Currently, the role of universities has changed greatly and society has a more critical view of universities. The Ministry of Education, Culture, Sports, Science and Technology has formulated a university reform plan which discusses the importance of cultivating professionals. Universities have also received a variety of recommendations from economic circles. In my opinion, the great amount of criticism directed at universities nowadays shows that there are now greater expectations for universities throughout all of society.

"Waseda Vision 150" recommends a direction for the university reforms which Waseda has performed, as well as for future progress. Our university's mid- to long-term vision is to cultivate global leaders who will contribute to global society 20 to 30 years in the future. This vision will undoubtedly spark debate regarding the kinds of reforms needed today at Japanese universities. Also, in addition to increasing the brand power of Waseda, I expect our vision to raise the standing of all Japanese universities within international competition between universities. This is Waseda's goal as a leading university of Asia.
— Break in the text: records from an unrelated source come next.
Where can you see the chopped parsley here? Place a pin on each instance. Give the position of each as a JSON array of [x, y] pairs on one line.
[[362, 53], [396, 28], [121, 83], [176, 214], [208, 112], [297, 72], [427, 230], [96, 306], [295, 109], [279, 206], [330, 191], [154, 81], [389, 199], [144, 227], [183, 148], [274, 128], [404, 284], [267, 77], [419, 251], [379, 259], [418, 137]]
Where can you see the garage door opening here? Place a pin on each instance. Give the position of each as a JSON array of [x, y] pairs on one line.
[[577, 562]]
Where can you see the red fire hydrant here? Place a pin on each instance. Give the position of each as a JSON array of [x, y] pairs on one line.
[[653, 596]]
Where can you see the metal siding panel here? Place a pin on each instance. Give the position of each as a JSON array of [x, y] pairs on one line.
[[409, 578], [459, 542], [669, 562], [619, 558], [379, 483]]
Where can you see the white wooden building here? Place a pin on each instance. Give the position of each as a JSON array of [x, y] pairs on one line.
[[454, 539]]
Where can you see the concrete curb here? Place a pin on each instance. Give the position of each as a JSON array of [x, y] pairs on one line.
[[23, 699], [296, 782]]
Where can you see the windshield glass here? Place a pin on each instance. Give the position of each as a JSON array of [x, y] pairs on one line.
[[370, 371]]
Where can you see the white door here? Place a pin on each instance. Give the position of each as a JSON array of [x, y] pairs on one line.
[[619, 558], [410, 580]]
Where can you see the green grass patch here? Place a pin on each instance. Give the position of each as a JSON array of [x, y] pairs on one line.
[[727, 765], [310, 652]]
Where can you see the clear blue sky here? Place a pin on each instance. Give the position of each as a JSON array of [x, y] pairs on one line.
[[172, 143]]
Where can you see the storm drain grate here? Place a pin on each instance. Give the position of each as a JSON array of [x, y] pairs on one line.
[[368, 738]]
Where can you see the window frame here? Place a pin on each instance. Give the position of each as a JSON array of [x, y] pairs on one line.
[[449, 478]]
*Quarter-term system: A system which divides the academic year into 4 terms, enabling credits to be acquired through intensive study. Many overseas universities use a quarter-term system.
*Tutorial English: A small group lesson consisting of 1 tutor and 4 students. The lesson aims to increase students' English "speaking" and "listening" ability.
*Professionals Workshop: A project conducted through a university-corporate partnership. Students work together with professionals (corporate employees) in order to solve corporate issues and propose a solution to corporate management.
*Non-Degree Program: An educational curriculum focusing on the acquirement of specialized knowledge without obtaining a degree.